How to Be a Writer: a writer’s New Year’s resolutions

It’s the most inspiring time of year for people trying to change habits. Those new gym memberships aren’t yet abandoned and it’s easy to spend less and save more money when it’s only a few days into the new year.

It’s easy to keep those unclear resolutions until, perhaps, it’s the end of the month. Or once you find out that only 8 percent of people are successful in achieving their resolutions.

Ouch. But there’s another little statistic people fail to recite when it comes to making New Year’s resolutions. “People who explicitly make resolutions are 10 times more likely to attain their goals than people who don’t explicitly make resolutions.”

So for those of you inclined to look at the glass half full, never fear! You can still make those resolutions if you make them firm ones. Here are some general suggestions for every writer (which you should make more specific).

1. Start your dream project

Easier said than done, but that should be the mantra of this entire list. Your dream project is the reason you started writing professionally anyway. Make that happen in 2015!

Start small. Maybe set working on that project one hour, once a week. If you miss a week, make it up the next week. Mark it in your calendar. Ignore all of your devices. Get to work. By the end of the year, you will have worked on this project for 52 hours. That’s 52 hours more than you worked on it in 2014.

2. Write when you don’t feel like it

The common adage is that if you’re a writer, you should be writing every day. Some writers even declare that you should wake up wanting to write. (As a night owl, I am nearly offended by this. It takes me about two hours to “wake up.”) But uh, yeah, make it a resolution to write every day.

Okay, that’s a terrible resolution.

One, it isn’t specific enough for you to keep your resolution—the goal needs to be more specific than common advice. It doesn’t say, “I’m going to write for an hour at 7:00pm every day” or “I will write 500 words of my novel every day.” It’s resolutions like “write every day” that are rarely kept.

Two, writing is hard. Writing is hard even on your best days. So what about the days where you just want to roll over and stay in bed for an extra 15 minutes? Or one of those days where you wake up on the wrong side of the bed? Life complicates that notion even more. Writing is hard. It’s nearly impossible some days to make it impossible to write.

Instead of the goal to “write every day” (though I see the merit of that advice), write when you don’t feel like writing.
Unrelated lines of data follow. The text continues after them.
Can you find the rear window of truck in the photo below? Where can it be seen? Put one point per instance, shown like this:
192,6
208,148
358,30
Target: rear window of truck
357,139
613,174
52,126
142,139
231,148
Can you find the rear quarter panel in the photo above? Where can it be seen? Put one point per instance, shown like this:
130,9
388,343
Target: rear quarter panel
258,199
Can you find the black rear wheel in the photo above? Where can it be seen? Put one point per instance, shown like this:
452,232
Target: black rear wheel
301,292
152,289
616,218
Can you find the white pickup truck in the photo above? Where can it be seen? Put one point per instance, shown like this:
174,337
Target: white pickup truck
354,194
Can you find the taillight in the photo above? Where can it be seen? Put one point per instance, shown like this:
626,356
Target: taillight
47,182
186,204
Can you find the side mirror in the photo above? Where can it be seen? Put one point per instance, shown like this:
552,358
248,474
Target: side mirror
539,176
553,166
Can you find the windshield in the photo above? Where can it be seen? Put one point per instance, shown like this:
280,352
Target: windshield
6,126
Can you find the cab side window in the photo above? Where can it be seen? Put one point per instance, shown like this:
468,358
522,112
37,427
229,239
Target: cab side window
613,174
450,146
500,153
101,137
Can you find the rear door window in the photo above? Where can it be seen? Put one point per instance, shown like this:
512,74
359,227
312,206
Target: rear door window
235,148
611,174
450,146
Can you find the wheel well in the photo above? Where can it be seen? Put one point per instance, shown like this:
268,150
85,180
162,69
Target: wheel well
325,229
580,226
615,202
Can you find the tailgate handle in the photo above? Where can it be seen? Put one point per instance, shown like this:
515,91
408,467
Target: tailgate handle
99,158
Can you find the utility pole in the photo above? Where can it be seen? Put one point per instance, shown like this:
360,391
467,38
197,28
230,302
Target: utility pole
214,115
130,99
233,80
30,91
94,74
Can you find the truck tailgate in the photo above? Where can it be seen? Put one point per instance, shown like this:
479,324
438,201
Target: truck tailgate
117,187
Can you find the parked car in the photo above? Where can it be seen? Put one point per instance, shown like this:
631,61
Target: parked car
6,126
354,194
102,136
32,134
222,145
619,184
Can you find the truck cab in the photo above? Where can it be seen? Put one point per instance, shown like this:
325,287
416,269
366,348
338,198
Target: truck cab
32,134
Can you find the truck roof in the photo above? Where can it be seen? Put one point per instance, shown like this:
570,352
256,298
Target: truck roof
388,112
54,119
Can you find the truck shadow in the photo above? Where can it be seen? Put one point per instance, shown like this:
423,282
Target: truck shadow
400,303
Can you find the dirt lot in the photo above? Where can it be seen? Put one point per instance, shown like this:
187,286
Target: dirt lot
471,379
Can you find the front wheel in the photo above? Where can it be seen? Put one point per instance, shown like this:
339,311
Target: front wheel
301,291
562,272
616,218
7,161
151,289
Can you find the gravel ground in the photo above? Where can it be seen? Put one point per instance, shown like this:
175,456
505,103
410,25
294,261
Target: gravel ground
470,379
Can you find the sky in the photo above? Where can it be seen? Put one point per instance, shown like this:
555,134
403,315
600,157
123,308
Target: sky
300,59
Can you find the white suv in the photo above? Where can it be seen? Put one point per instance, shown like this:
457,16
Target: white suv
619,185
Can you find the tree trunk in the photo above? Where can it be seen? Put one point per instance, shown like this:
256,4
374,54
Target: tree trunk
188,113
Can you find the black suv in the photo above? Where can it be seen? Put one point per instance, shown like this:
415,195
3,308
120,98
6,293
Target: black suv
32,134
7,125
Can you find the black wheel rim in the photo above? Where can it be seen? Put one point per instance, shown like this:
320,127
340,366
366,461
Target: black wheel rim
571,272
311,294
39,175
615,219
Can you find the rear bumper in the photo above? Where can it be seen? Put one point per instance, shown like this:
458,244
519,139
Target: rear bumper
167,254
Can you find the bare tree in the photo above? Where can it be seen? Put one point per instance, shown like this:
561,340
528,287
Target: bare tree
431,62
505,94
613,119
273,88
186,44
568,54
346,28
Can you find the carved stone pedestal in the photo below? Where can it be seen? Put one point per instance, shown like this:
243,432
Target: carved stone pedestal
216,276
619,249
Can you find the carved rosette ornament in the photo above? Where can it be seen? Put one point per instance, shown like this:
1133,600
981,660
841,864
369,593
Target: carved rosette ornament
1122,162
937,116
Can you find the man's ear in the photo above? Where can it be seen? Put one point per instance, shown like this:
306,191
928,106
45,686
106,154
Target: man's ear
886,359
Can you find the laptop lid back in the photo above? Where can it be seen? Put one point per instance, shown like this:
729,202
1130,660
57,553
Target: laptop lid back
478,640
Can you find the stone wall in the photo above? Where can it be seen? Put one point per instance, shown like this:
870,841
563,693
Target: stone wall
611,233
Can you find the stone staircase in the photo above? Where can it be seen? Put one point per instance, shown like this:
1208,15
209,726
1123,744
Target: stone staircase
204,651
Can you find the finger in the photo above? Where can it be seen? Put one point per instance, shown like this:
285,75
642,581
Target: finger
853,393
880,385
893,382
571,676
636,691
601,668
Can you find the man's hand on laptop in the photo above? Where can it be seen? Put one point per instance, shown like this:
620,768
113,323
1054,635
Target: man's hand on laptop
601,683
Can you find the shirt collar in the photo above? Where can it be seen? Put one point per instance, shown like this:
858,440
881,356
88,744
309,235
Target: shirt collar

Write in your worst moods and in your best ones. Make it a habit to write when you don’t feel like it and you’ll appreciate all the more when you do feel like it.

3. Learn basic code

This may seem like one of those trendy educational things that everyone from President Obama to Ashton Kutcher is doing, but learning to code as a writer is enormously beneficial especially as publishing and technology become closer and closer. It’s a hard skill that can set you apart from other writers vying for the same freelance or full-time jobs.

You can learn to code through a variety of free courses available from Code.orgCodecademyCodeAvengers, or CodeGame. Make it a goal to learn a course a month over the year and you’ll be proficient by 2016.

4. Read

I’ve mentioned reading stuff here and here. Everyone should read more books, magazines, journalism, pamphlets. Facebook statuses and Instagram comments do not count.

5. Experiment and take risks

Okay, so this one falls into the dreaded vague category I warned you won’t keep consistently, but so what? This recommendation is vague so you can fill in the blanks.

Possible risks to take include:

  • Applying for more jobs, even if you feel you are not qualified. So what? What if you do land the dream job or at least a well-paid one?
  • Submitting work to your dream publication. The worst they can do is say no, and at least then you’ll have a rejection story.
  • Writing a spec piece. Writing something you aren’t sure you will get paid for is always risky. If you can’t pitch it and sell it, you’re in luck: the internet is an amazing self-publishing tool.

Not all of these resolutions or risks may pan out. But isn’t that the goal? To change for the better, even just a little bit?